普段着に帽子、首にタオルを捲いて、手には一本の棒を持っていた。
「お母さん、どちらに行かれるんですか?」
男木島をぶらぶら数時間。なかなか人に会えず、
人恋しくなっていた私たち4人は、つい気軽に声をかけてしまった。
「釣りに行くんよ」

釣りという言葉とお母さんの姿がかけ離れていたせいか、
別れた後も、私たちは少しだけ、お母さんのことが気になっていた。
しばらくしてその場に戻り、防波堤の方を見ると、
防波堤の下、海の際に座った誰かが、私たちに向かって手を振っている。
「あっ、さっきのお母さんだ!」
本当に釣りをしていた。

思わず防波堤の上から声をかけた。
島めぐりメンバーの一人が、お母さんの元に駆け寄る。
「釣りする?」
隣に座った彼女に、お母さんは、糸を結んだ一本の棒を渡した。

すでにお母さんは、メバルを一匹釣っていた。
今晩のおかずにするらしい。
「岩の間にたらしたらいいんよ」
ふと見るとお母さんの手には、糸巻きが。

私たちに竿代わりの棒を貸してくれたので、
お母さんは糸で釣り。たれた糸の先には、餌になるエビがついている。
気がつくと、他のメンバー2人もお母さんの隣に座っていた。
みんな一緒に糸の先を見ていた。

そんな4人の背中を防波堤の上から一人で眺めていると、
いま世界には、私たち5人しかいないんじゃないか、と思ってしまった。
見えるのは、空と海。
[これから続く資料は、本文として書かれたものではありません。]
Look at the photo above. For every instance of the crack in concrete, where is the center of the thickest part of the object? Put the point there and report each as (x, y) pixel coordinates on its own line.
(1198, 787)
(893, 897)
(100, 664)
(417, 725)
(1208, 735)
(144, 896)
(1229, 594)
聞こえるのは、波の音。
海は広いとか、空は青いとか、当たり前のことが、なんだかとっても愛おしかった。
5人だけが共有する、いまこの時間がとても素敵に思えた…。

あれから一ヶ月…。
島を訪れた日が遠くなれば遠くなるほど、
なぜか島で過ごした時間は過ぎ去ることなく、
まるで雪のように、しんしんと心に降り積もり続けている。